Building visual analyses as rich as these might seem complicated, so next I showcased how easy it is to quickly build interactive analytical applications with Tableau. Beginning from our prepared data set, we identified employee locations and prepared an operational dashboard for managing each team's flooding risk. This dashboard could serve as a monitoring tool for HR and people managers to understand trends, risk, and even up-to-date flood warnings via social media.
Bringing this all together into a finished dashboard, we share this with others and set an alert on the main flood event KPI, so that we are notified if anyone on our team is subject to a heightened flood risk. The minute Tableau detects a flood event relevant to me or my team, I’ll be notified!
Share Your Findings
An email alert tells me there’s an elevated flood risk for someone on my team. Clicking through, I’m taken to the “My Climate Risk Portal.“ This one stop shop pulls together both qualitative content and visual analytics to empower HR and people leaders to stay on top of the climate risk for our globally distributed teams.
Here I can see clear, interactive KPIs, as well as a series of useful interactive visualizations. This one is a visual of the impacted org—it brings together what we know about flood risk with what we know about our team locations, so we can quickly drill down and get the list we want. And we know that a lot of business happens outside analytic platforms, so we make it easy to export into the formats you care about. Simple, easy, and visual.
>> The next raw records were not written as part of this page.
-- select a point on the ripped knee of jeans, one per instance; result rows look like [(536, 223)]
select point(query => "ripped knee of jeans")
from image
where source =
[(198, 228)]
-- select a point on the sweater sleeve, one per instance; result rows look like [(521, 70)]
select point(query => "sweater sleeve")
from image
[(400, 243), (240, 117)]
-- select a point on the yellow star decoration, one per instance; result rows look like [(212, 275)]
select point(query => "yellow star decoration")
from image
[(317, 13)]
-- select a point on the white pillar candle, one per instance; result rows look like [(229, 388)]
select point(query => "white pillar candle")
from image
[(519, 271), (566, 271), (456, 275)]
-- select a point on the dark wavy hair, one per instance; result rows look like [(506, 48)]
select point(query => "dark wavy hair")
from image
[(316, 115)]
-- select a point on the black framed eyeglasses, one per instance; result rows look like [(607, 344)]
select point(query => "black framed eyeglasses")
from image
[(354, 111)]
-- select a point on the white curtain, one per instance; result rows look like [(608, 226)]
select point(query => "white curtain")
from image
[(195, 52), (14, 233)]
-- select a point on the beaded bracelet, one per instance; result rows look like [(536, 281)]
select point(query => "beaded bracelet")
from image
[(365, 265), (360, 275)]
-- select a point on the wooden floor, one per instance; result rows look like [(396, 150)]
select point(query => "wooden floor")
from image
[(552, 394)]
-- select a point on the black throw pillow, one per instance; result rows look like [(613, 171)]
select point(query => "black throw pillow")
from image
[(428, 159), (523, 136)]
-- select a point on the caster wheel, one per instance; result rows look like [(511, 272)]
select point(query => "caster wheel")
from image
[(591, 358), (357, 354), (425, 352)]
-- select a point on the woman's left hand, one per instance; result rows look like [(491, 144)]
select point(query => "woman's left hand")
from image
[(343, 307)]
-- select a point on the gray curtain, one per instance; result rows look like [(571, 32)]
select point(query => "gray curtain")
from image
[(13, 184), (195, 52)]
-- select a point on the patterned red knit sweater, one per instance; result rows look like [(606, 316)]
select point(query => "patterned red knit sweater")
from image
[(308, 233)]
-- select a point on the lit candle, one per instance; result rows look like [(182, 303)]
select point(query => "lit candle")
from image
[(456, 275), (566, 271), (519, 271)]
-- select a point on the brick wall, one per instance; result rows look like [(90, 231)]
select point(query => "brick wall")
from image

But remember what drew me to this page was an alert. Let’s take a look. If I focus in, I can see if there’s a heightened level for this one team member. From the comment pane, I can include an image of the visualization and tag them to share it to Slack.
And of course, we know that collaboration often happens in presentations such as Google Slides. We can select visualization to include as static slides, or we could even embed the visualization so that it’s live and interactive.
These steps show a real-world lifecycle with data—from finding data, exploring data, visualizing and organizing data, and delivering rich, interactive analytical applications integrated into the ways and the flow of your work.
Cool Innovations
Tableau Research has been exploring ways to integrate visual exploration into our workflows with Tableau Gestures—the ability to interact with viz overlays by simply pointing at them in live webcam video. Many of us spend our days in online meetings with our web cameras on. When we want to share some visual insight, we share our screens, and suddenly everyone’s faces disappear or become tiny. Communication is no longer front-and-center, it’s just a chart or slide.
With Tableau Gestures, however, we can overlay interactive, pointing-based analytical exploration into any meeting. Simply, by pointing at and gripping different data elements, we can drop them on the canvas of communication and interactively explore relationships and illustrate our points with data.
This demonstration of Tableau Gestures gets at a problem we all have: how to work well together in this new era of distributed hybrid work, and how to bring truth, driven by data, into those conversations with humans, and doesn’t distract from the narrative.
Tableau Innovation is Everywhere
From data management to visual analysis to collaboration, and even pointing-based exploration in the flow of work, Tableau is innovating everywhere, helping everyone see, understand, and act from any data anywhere—and do more with data.